Stock prices fell across Asia Monday as investors registered their pessimism on the odds the region will return to its fast-track growth any time soon. Markets in Europe followed suit and the selling spread into early U.S. trading.

Hong Kong, where the 10 percent crash Thursday sent shivers around the world, again led the way with a 5.8 percent plunge in the blue-chip Hang Seng Index. It lost 646.14 points to end at 10,498.20 - almost wiping out the nearly 7 percent recovery it made Friday.Shares initially moved sharply lower on the London Stock Exchange, Europe's biggest market, and tumbled at the opening of the New York Stock Exchange. But losses tapered off after the initial downward spikes.

The Dow Jones industrial average was off more than 80 points initially but recovered a bit of the lost ground and was down 33.89 at 7,681.52 at midmorning. The world's best-known stock indicator had tumbled almost 320 points over the previous two sessions, a drop of about 4 percent.

At the London Stock Exchange, Europe's biggest market, the Financial Times-Stock Exchange 100-share index, was off by 81.0 points, nearly 1.7 percent, at 4,889.2 with two hours left to trade. Earlier, the so-called "footsie" had been off by 112.6 points.

"The slide isn't going to go in a straight line. It's going to get hit today and then over the next two or three weeks we'll continue the slide," predicted Glen Poulter, a stock salesman at Schroders in London.

Elsewhere, Frankfurt's DAX index closed with a loss of 4.2 percent, while the CAC 40 in Paris was off by 2.4 percent in afternoon dealings.

The unsettled markets in Hong Kong spread some of the biggest ripples closer to home, in Tokyo, Seoul and Sydney.

Tokyo's benchmark 225-issue Nikkei Stock Average lost 325.38 points, or 1.87 percent, closing at 17,038.36 points - the lowest in more than two years.

"People can't buy shares until (markets in) Asia stabilize," said Seiji Fujimoto, a manager at the stock trading division of Tokyo Securities.

The Korea Stock Exchange's key index was down 3.3 percent, or 18 points, closing at a five-year low of 530.47. A major factor was the decline of the South Korean won to 942.9 to the U.S. dollar, from a Friday closing value of 929.5.
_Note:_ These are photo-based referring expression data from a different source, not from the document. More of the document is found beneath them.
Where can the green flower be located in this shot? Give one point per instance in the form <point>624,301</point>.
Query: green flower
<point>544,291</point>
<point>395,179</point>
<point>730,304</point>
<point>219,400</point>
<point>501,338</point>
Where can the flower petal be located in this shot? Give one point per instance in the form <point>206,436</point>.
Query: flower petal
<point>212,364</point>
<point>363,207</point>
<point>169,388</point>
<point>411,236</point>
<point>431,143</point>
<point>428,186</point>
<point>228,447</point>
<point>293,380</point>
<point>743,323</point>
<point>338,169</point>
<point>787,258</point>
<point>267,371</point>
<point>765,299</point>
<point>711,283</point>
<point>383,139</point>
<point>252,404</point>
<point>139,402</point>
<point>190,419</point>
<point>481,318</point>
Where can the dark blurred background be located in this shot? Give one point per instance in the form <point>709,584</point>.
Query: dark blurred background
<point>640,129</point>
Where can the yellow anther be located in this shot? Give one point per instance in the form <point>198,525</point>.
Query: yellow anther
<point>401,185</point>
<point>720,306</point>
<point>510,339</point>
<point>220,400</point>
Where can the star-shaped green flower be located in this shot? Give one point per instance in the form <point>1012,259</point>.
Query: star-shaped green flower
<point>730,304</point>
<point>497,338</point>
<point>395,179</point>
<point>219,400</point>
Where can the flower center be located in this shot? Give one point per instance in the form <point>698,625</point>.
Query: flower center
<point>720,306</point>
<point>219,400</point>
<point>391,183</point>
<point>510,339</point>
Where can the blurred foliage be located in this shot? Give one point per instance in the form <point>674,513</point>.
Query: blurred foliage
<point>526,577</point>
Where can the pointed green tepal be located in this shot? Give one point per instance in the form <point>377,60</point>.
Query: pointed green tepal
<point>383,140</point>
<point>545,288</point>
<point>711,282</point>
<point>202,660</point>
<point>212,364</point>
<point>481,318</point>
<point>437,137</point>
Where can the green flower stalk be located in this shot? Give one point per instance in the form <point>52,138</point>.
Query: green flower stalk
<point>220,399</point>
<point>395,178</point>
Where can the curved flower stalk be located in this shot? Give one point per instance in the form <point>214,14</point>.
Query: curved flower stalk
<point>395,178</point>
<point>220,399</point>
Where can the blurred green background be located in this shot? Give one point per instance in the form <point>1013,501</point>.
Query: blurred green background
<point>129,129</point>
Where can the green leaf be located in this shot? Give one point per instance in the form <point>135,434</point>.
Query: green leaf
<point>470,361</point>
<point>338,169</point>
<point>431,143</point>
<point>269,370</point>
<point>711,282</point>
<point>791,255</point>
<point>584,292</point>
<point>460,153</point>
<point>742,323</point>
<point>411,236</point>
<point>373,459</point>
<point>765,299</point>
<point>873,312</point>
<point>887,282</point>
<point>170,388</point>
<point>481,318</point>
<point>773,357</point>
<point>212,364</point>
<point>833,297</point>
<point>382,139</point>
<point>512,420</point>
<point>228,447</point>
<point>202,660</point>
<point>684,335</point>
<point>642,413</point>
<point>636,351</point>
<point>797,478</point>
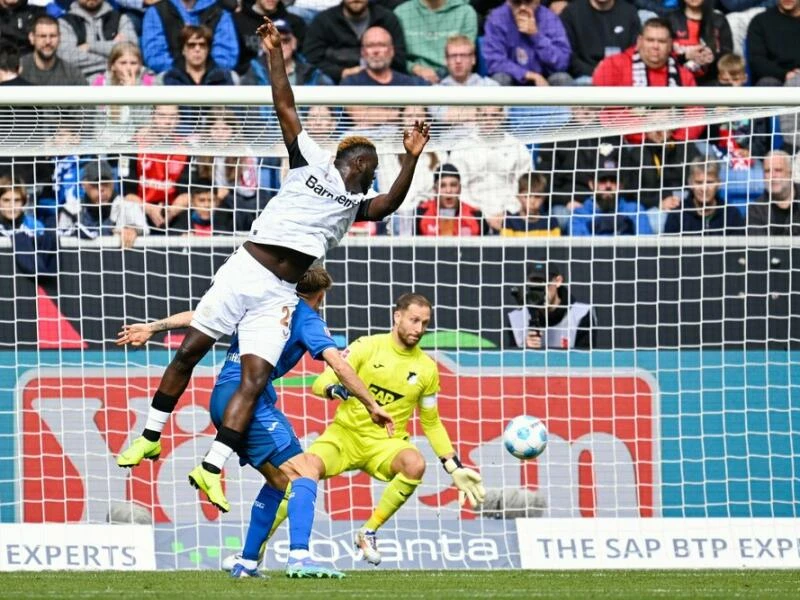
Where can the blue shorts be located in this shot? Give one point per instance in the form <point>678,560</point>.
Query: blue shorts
<point>270,437</point>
And in Sydney, the All Or-di-naries Index was down 3.3 percent, led by an 11-percent fall in gold shares that wiped U.S. $690 million off their value. The Australian dollar has lost 2 cents since Friday to be worth 68.7 U.S. cents.

A four-day market slide of 25 percent in Hong Kong turned into a rout Thursday and triggered a global chain reaction from which there was a partial recovery Friday. In New York, the Dow slid a further 1.7 percent Friday to 7,715.41, adding to Asia's nervousness as a new week of trading began.

Sluggish trading Monday produced lesser declines in smaller markets like Jakarta, Thailand, Kuala Lumpur and Taiwan; only Singapore was up marginally. Results in the Philippines were mixed.

Regional markets were partially reflecting weaknesses in their national currencies and partially taking their cue from Hong Kong, which until last week's crash had appeared a lone pillar of strength.

That changed when Hong Kong's currency - the only one in the region still pegged to the U.S. dollar - came under speculative attack and government counter-measures sent interest rates soaring. This in turn drove down stocks, especially in banking and real estate.